Con i maxi premi anti-evasione il Fisco punta a incassare oltre 40 miliardi

Il Fisco stima di riuscire a incassare 41,5 miliardi nei prossimi tre anni attraverso le cartelle esattoriali e gli avvisi di accertamento esecutivi affidati alla riscossione. Il budget di Agenzia delle Entrate Riscossione ha fissato gli obiettivi di recupero da raggiungere: 14,8 miliardi per il 2026, 14,4 per il 2027 e 12,3 per il 2028. La strategia è di rafforzare l’efficacia della riscossione indirizzando l’attività di recupero innanzitutto verso i crediti con maggiori possibilità di incasso. Da una parte il Fisco si impegna a garantire l’attività di consegna degli atti della riscossione facendo attenzione al rispetto dei termini per la notifica delle cartelle di pagamento e degli atti interruttivi della prescrizione del credito. Dall’altra, invece, verranno supportati i contribuenti che intendono regolarizzare la propria posizione debitoria, attraverso le possibili forme di rateizzazione e gli altri meccanismi previsti per il pagamento delle somme dovute.

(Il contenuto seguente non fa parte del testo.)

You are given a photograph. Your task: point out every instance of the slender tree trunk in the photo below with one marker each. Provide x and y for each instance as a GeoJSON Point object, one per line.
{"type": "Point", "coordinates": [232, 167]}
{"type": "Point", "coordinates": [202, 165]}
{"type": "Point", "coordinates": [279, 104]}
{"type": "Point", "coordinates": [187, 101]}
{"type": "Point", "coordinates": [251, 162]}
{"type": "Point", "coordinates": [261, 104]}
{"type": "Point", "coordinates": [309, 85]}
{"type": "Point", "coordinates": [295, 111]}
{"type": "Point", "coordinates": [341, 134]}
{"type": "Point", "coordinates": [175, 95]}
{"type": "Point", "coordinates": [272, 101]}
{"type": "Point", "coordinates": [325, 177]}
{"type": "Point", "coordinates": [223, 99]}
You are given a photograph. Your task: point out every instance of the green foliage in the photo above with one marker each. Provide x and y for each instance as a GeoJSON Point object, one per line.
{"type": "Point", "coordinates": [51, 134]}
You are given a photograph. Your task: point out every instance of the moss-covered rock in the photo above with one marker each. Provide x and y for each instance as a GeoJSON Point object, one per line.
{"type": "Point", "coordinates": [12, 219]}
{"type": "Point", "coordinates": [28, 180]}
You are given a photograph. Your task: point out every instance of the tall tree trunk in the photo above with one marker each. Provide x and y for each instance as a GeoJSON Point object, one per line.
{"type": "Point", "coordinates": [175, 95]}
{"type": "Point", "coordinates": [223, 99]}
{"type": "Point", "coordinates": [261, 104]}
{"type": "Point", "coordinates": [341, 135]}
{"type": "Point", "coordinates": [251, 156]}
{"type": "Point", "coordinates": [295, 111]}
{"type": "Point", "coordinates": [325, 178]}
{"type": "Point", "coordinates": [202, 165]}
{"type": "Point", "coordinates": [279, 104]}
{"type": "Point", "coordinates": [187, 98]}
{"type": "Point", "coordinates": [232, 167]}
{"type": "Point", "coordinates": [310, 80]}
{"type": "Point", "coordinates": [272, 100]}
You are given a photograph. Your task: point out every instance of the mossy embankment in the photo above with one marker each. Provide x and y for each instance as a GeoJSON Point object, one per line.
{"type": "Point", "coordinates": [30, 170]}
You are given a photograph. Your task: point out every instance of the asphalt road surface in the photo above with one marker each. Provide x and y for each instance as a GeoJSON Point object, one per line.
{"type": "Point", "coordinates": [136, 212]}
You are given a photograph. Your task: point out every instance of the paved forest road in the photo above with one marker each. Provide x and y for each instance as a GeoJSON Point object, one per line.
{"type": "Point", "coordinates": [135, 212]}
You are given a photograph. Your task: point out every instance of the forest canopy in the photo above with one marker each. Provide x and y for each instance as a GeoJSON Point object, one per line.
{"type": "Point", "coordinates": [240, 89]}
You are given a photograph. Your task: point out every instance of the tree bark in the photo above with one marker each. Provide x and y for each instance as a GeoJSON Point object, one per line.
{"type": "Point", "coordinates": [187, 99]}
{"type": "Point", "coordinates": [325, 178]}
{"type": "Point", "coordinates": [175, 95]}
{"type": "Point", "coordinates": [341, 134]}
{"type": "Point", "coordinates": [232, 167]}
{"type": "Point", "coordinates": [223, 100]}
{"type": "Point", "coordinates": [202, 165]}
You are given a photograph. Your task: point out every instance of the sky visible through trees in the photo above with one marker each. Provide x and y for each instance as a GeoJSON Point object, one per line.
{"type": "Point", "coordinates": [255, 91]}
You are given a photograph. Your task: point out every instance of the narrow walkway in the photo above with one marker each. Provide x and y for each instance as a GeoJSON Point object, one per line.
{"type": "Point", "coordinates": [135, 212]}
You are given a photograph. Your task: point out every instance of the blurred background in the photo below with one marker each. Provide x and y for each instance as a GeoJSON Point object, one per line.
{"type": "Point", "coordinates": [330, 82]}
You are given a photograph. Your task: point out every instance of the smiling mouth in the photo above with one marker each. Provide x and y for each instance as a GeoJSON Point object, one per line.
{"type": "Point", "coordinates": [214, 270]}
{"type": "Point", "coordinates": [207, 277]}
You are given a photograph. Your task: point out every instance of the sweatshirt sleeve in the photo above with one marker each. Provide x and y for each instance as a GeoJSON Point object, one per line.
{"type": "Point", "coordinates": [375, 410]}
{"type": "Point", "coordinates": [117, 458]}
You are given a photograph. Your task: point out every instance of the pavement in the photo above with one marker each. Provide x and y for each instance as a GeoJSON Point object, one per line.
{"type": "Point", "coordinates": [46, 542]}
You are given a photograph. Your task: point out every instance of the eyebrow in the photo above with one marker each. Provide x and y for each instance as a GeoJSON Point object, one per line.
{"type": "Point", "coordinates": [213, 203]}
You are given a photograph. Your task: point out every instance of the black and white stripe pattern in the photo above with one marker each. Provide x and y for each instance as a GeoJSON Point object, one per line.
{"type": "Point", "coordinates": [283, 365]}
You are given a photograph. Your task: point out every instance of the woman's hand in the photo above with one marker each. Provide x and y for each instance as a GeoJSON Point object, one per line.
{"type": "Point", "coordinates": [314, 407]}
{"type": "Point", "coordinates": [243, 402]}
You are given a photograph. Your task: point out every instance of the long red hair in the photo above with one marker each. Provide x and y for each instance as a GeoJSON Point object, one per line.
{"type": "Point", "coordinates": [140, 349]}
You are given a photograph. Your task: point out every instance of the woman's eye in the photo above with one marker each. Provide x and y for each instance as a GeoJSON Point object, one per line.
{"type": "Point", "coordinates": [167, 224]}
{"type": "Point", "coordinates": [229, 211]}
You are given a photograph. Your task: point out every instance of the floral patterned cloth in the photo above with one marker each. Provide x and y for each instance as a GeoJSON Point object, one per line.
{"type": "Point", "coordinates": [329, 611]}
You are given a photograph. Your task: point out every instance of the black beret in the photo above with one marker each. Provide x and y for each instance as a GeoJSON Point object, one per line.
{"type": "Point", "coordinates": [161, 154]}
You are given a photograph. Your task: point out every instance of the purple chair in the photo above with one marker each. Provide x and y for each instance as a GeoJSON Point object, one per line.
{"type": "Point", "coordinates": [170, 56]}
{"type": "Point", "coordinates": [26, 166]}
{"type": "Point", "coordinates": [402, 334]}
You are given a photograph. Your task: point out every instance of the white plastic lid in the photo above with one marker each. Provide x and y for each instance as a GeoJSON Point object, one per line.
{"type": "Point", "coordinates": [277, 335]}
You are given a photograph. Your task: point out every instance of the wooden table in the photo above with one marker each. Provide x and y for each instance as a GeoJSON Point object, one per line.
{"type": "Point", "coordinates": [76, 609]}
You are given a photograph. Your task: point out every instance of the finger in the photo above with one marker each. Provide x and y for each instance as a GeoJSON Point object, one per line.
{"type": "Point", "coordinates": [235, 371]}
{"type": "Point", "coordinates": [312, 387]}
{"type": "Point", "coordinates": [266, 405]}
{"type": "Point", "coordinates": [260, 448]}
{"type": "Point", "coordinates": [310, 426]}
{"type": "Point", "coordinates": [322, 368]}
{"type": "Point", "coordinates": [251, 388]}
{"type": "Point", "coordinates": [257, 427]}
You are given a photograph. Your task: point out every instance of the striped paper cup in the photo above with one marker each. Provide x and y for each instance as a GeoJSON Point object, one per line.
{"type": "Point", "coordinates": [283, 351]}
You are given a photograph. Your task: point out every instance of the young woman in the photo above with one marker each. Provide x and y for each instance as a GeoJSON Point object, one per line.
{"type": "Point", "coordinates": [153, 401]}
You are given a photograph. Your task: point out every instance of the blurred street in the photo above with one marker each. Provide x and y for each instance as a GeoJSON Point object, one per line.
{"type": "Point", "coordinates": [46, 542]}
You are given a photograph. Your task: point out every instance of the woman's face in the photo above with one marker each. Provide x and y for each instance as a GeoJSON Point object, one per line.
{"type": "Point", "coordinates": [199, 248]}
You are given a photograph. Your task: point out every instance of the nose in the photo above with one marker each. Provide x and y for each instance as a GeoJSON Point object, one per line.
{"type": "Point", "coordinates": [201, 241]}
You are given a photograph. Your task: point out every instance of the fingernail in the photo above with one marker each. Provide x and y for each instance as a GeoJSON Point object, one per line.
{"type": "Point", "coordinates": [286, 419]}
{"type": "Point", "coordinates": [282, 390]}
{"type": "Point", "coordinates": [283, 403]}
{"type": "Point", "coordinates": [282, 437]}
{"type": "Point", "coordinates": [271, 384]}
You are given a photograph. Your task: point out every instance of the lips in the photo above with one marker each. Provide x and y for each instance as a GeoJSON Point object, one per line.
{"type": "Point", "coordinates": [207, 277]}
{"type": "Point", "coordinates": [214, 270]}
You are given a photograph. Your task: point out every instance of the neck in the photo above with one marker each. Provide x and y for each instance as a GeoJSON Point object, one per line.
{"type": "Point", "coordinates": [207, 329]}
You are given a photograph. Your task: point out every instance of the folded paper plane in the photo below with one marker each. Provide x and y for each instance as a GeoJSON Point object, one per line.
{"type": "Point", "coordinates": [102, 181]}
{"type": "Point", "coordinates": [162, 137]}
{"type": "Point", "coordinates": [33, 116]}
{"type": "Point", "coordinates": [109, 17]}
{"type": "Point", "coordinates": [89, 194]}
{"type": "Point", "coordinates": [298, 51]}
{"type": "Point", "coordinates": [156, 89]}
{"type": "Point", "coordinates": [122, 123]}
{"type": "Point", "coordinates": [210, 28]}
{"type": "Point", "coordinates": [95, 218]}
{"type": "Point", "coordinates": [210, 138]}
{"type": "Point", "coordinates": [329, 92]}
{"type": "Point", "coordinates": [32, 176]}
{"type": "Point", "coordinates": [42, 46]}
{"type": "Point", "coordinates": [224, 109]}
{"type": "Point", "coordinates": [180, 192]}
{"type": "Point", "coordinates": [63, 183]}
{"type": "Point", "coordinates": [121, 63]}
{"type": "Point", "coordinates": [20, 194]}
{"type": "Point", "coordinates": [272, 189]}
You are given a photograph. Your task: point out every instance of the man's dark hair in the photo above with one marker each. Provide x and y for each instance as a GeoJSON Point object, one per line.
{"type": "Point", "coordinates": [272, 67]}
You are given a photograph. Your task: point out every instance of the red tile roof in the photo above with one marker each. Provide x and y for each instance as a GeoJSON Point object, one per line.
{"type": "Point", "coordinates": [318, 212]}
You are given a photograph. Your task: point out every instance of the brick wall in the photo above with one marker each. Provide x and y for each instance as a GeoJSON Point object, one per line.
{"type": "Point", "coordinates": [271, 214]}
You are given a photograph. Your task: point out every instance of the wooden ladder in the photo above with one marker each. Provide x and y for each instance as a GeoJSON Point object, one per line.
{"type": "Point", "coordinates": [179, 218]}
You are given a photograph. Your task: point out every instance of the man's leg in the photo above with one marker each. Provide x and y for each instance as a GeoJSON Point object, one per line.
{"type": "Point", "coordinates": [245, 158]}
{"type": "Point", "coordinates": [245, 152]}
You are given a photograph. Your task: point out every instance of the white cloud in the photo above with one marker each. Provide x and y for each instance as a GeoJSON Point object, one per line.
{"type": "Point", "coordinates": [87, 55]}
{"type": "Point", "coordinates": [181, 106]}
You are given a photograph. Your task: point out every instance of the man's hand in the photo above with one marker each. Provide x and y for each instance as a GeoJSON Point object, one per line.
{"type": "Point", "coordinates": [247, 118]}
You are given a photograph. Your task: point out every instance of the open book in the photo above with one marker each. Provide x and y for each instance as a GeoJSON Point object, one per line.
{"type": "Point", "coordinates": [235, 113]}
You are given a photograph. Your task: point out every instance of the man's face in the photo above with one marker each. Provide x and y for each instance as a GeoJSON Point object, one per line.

Pa, stop totale ai pagamenti verso i professionisti morosi

E sempre a proposito di Fisco, sta facendo discutere un’altra norma contenuta nella legge di Bilancio per il 2026, ovvero quella che vincola il saldo delle parcelle dei liberi professionisti che operano per la Pa alla loro regolarità fiscale e contributiva. La riformulazione del testo, siglata dal ministero dell’Economia e delle Finanze, estende lo stop al pagamento a tutti gli emolumenti, inclusi quelli dovuti da soggetti diversi dalla Pa per incarichi con compensi a carico dello Stato. La stretta sui pagamenti dei professionisti che lavorano per la Pubblica amministrazione, già prevista nella prima versione della manovra, è stata così ulteriormente rafforzata.